Decisions not to prosecute 15 British soldiers in connection with Bloody Sunday have been upheld.
Injured victims and the families of those killed on 30 January 1972 requested formal reviews into the decisions made by Public Prosecution Service (PPS) in March last year.
Thirteen civilians were killed in Londonderry on Bloody Sunday after British Army personnel opened fire on civil rights demonstrators in January 1972.
It has been announced that the 'Test for Prosecution' has not been met, with the evidence "insufficient" to provide "a reasonable prospect of conviction of any of the 15 soldiers who were the subjects of the reviews".

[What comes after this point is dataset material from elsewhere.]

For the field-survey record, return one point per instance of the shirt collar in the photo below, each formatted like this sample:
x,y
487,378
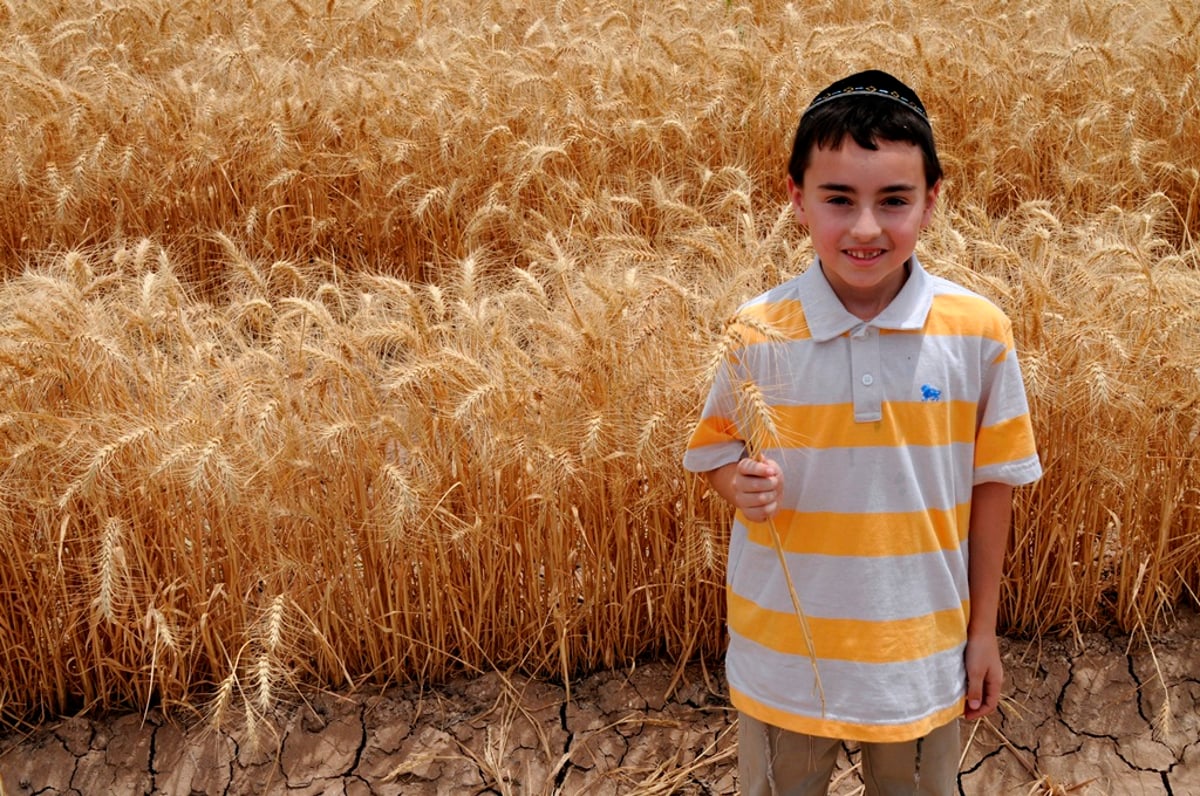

The PPS said those who appealed the decisions were informed of the outcome of the internal review in writing this morning, with the 15 soldiers concerned also informed.
Among those 15 veterans is Soldier F, who, as part of a prosecution launched in March 2019, faces two charges of murder and five charges of attempted murder in relation to Bloody Sunday.
That existing prosecution continues, although the PPS review has confirmed Soldier F will face no additional charges.
The internal review was undertaken by PPS Senior Assistant Director Marianne O'Kane.
The requests received related specifically to the deaths of 10 of the victims who died on the day, as well as 10 others who were injured.
"The reviews process began substantively in November 2019, after receipt of all legal submissions, and involved applying the Test for Prosecution afresh to all available evidence submitted by the Police Service of Northern Ireland (PSNI) from 2016-17," Ms O'Kane said.
"I have concluded that the available evidence is insufficient to provide a reasonable prospect of conviction of any of the 15 soldiers who were the subjects of the reviews.
"Accordingly, the decisions not to prosecute these 15 individuals all stand."